フィデリオ様っ!


「フィデリオ様っ!?」


ラウラは驚きのあまり、次の言葉が出てこなかった。


門の向こうに、フィデリオ様がいる!

たった一週間なのに、懐かしくてたまらない……。

でも、どうして?


戸惑うラウラに、フィデリオは裏門を開けて手招きをした。

ラウラが門の中へ入ろうとすると、フィデリオは深くかぶったフードに手を伸ばした。

濃紺色のフードがふわりと外れ、夕日がラウラの顔を優しく照らす。

その顔を見て、フィデリオはホッとしたように微笑んだ。


「よかったラウラ。心配していたよ」

「え、あの……あっ! おかえりなさいませ」

「うん、ただいま」


久しぶりに聞くフィデリオの優しい声。

感情が抑えられない。


「おかえりなさいっ!」

「うん」

「……フィデリオ様」

「うん?」

「フィデリオさまぁぁぁーーーーー」


胸の中に溜まっていた全ての想いが溢れ出し、ラウラはフィデリオの名を叫びながらその胸に飛び込んだ。

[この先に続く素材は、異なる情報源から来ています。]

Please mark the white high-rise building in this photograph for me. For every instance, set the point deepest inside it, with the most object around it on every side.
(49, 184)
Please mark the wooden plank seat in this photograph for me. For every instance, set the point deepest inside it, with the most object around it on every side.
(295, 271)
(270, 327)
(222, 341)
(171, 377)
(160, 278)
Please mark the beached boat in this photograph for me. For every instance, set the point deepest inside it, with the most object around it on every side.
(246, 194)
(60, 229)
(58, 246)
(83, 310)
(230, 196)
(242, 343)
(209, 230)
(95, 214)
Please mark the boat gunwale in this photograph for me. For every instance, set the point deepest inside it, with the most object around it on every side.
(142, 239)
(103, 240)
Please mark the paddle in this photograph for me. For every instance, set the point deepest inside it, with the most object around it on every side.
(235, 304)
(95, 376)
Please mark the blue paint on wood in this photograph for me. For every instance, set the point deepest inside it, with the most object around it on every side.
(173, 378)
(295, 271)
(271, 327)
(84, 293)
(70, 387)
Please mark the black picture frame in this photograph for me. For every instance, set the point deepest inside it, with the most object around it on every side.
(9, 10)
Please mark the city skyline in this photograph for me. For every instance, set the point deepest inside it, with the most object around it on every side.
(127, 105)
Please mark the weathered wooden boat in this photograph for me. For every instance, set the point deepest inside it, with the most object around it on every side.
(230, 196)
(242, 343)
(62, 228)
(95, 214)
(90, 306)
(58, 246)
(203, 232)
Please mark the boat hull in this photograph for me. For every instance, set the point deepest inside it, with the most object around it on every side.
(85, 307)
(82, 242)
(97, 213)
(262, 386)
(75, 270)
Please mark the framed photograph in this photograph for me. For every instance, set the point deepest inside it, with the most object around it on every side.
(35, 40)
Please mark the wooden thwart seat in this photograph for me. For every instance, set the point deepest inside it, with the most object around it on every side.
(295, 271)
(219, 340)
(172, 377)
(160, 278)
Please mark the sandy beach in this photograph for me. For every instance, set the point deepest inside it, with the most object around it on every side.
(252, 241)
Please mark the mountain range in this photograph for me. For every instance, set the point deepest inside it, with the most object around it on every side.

フィデリオは一瞬驚いたような表情を見せたが、優しくラウラを受け止める。

ラウラも内心自分の行動に驚いていた。

でも、体が勝手に動いてしまって止められなかった。

背中をぽんぽんと優しく叩かれ、ラウラは心の中の不安がすべて溶けていくような気がしていた。

しかし、こうなってしまうと今度は涙が止まらない。


「フィ……ひっ……オさまぁーーーーうう゛ぅ゛」

「うん、大変だったね」

「あ゛ぅ゛……もう、会えないかとぉ……」

「うん」


フィデリオの優しい声が、胸に響いてくる。

自分の泣き声に、ラウラはふと我に返った。


ちょっと待って!

私、フィデリオ様に背中ポンポンされてる!

洗いたてのシャツと薬草の香りに包まれ、幸せな気分とともに急に恥ずかしさが襲ってきた。


「私っ! あの、申し訳ございません!」


ラウラは慌ててフィデリオから離れる。

顔をあげると、あれだけ会いたかったフィデリオが目の前に立っていた。


ああどうしよう。

やっぱり私、フィデリオ様のことが大好き。


そう思った瞬間、ロクセラーナのことを思い出す。


「あっ!」

「ん?」

「あの魔……とても綺麗な人が、屋敷に居たと思うんですけど」

「あーあの魔女なら、地下牢にいるよ、安心して」

「えっ!?」


思いもよらない答えに、ラウラは頭が追いつかなかった。


フィデリオ様は、ロクセラーナのことを魔女だとわかったの?

二人が恋に落ちたから、あの魔女はここに来たんじゃないの?

魅了は?

いったいどういうこと?


目を大きく見開くラウラに、フィデリオは優しく微笑んだ。